Date of Award

Spring 2021

Document Type

Open Access Dissertation

Department

Moore School of Business

First Advisor

Allen Berger

Second Advisor

Liang Ma

Abstract

Cryptofinance is a term that describes the application of Bitcoin, cryptocurrencies, and blockchain technology to the traditional domains of finance; this includes both asset pricing and corporate finance. This work first documents the new technology, peer-to-peer financial instruments and how they trade, evaluates the small but growing literature in finance and economics, and then explores important relationships that explain cross-country differences in cryptocurrency premiums. The first finding is that investors pay a persistent premium over global prices in countries with less economic freedom, particularly when there exist barriers to trade, less secure property rights, or foreign exchange and capital controls limiting investment freedom. Using the Heritage Foundation’s Economic Freedom Indices, I find that a one standard deviation increase in the composite index leads to a 8.1% decrease in premiums. Three channels dominate: (1) there is higher demand for cryptocurrencies where there is lack of economic opportunity, (2) binding frictions such as capital and financial controls drive prices higher, and (3) jurisdictional risk hedging plays a significant role. Next, I investigate the effects of banking system access, stability, and access to credit on cross-country differences in cryptocurrency premiums.

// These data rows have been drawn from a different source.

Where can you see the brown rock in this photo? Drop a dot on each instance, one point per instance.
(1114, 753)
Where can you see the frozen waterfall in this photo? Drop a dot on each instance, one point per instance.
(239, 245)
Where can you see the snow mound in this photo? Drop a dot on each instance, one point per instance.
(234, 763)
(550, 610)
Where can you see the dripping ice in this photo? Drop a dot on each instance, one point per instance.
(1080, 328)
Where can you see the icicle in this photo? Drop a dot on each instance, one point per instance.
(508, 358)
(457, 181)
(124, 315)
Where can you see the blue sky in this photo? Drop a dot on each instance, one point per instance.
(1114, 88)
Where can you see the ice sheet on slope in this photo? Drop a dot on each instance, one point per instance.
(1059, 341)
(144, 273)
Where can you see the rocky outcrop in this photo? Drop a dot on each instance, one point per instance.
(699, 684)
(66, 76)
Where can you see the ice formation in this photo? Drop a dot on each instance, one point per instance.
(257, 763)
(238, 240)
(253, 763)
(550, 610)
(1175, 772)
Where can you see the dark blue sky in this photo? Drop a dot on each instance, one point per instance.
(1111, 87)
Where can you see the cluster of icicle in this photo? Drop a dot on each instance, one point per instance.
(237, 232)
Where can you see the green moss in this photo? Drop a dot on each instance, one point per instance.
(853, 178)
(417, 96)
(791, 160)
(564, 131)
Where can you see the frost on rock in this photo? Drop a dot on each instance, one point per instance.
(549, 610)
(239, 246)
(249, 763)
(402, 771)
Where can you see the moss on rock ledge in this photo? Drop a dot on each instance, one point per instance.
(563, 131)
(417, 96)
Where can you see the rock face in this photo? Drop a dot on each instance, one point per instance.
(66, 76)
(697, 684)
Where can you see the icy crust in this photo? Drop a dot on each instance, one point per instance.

Physical access to banking services, as measured in ATM and bank branch density, is negatively related to premiums. A one standard deviation increase in both ATM and bank branch density results in 5.2% and 5.3% lower premiums, respectively (against average premiums of 7.0%, so the effects are large in economic magnitude). Premiums are persistently higher in countries with fewer creditor and borrower legal rights (a one standard deviation increase in legal rights is related to 2.7% lower premiums), a higher composition of nonperforming loans in their banking systems (5.8% higher premiums for a one standard deviation increase), and with lower ratios of liquid assets to deposits in their banking system. Taken together, these results indicate that part of cryptocurrency adoption around the world is related to substituting for inadequately provided financial services, and for hedging against banking system instability.